LOL You guys finally found something you can't blame on Obama. Here's another take from Wikepedia...

Causes of the Great Recession

The immediate or proximate cause of the crisis in 2008 was the failure or risk of failure at major financial institutions globally, starting with the rescue of investment bank Bear Stearns in March 2008 and the failure of Lehman Brothers in September 2008. Many of these institutions had invested in risky securities that lost much or all of their value when U.S. and European housing bubbles began to deflate during the 2007-2009 period, depending on the country. Further, many institutions had become dependent on short-term (overnight) funding markets subject to disruption.[7][8]

The origin of these housing bubbles involves two major factors: 1) Low interest rates in the U.S. and Europe following the 2000-2001 U.S. recession; and 2) Significant growth in savings available from developing nations due to ongoing trade imbalances.[9] These factors drove a large increase in demand for high-yield investments. Large investment banks connected the housing markets to this large supply of savings via innovative new securities, fueling housing bubbles in the U.S. and Europe.[10]

Many institutions lowered credit standards to continue feeding the global demand for mortgage securities, generating huge profits which its investors shared. They also shared the risk. When the bubbles developed, household debt levels rose sharply after the year 2000 globally. Households became dependent on being able to refinance their mortgages. Further, U.S. households often had adjustable rate mortgages, which had lower initial interest rates and payments that later rose. When global credit markets essentially stopped funding mortgage-related investments in the 2007-2008 period, U.S. homeowners were no longer able to refinance and defaulted in record numbers, leading to the collapse of securities backed by these mortgages that now pervaded the system.[10][11]

The failure rates of subprime mortgages were the first symptom of a credit boom turned to bust and of a real estate shock. But large default rates on subprime mortgages cannot account for the severity of the crisis. Rather, low-quality mortgages acted as an accelerant to the fire that spread through the entire financial system. The latter had become fragile as a result of several factors that are unique to this crisis: the transfer of assets from the balance sheets of banks to the markets, the creation of complex and opaque assets, the failure of ratings agencies to properly assess the risk of such assets, and the application of fair value accounting. To these novel factors, one must add the now standard failure of regulators and supervisors in spotting and correcting the emerging weaknesses.[12]

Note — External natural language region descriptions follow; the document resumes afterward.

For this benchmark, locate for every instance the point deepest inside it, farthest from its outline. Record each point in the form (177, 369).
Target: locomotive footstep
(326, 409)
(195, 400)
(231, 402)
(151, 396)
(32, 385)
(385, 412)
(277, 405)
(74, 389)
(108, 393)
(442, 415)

Federal Reserve Chair Ben Bernanke testified in September 2010 regarding the causes of the crisis. He wrote that there were shocks or triggers (i.e., particular events that touched off the crisis) and vulnerabilities (i.e., structural weaknesses in the financial system, regulation and supervision) that amplified the shocks. Examples of triggers included: losses on subprime mortgage securities that began in 2007 and a run on the shadow banking system that began in mid-2007, which adversely affected the functioning of money markets. Examples of vulnerabilities in the private sector included: financial institution dependence on unstable sources of short-term funding such as repurchase agreements or Repos; deficiencies in corporate risk management; excessive use of leverage (borrowing to invest); and inappropriate usage of derivatives as a tool for taking excessive risks. Examples of vulnerabilities in the public sector included: statutory gaps and conflicts between regulators; ineffective use of regulatory authority; and ineffective crisis management capabilities. Bernanke also discussed "Too big to fail" institutions, monetary policy, and trade deficits.[13]



IMO. The whole thing was caused by a philosophy of government deregulation and free markets that was at the core of republican politics. Unfortunately a few democrats bought into it as well.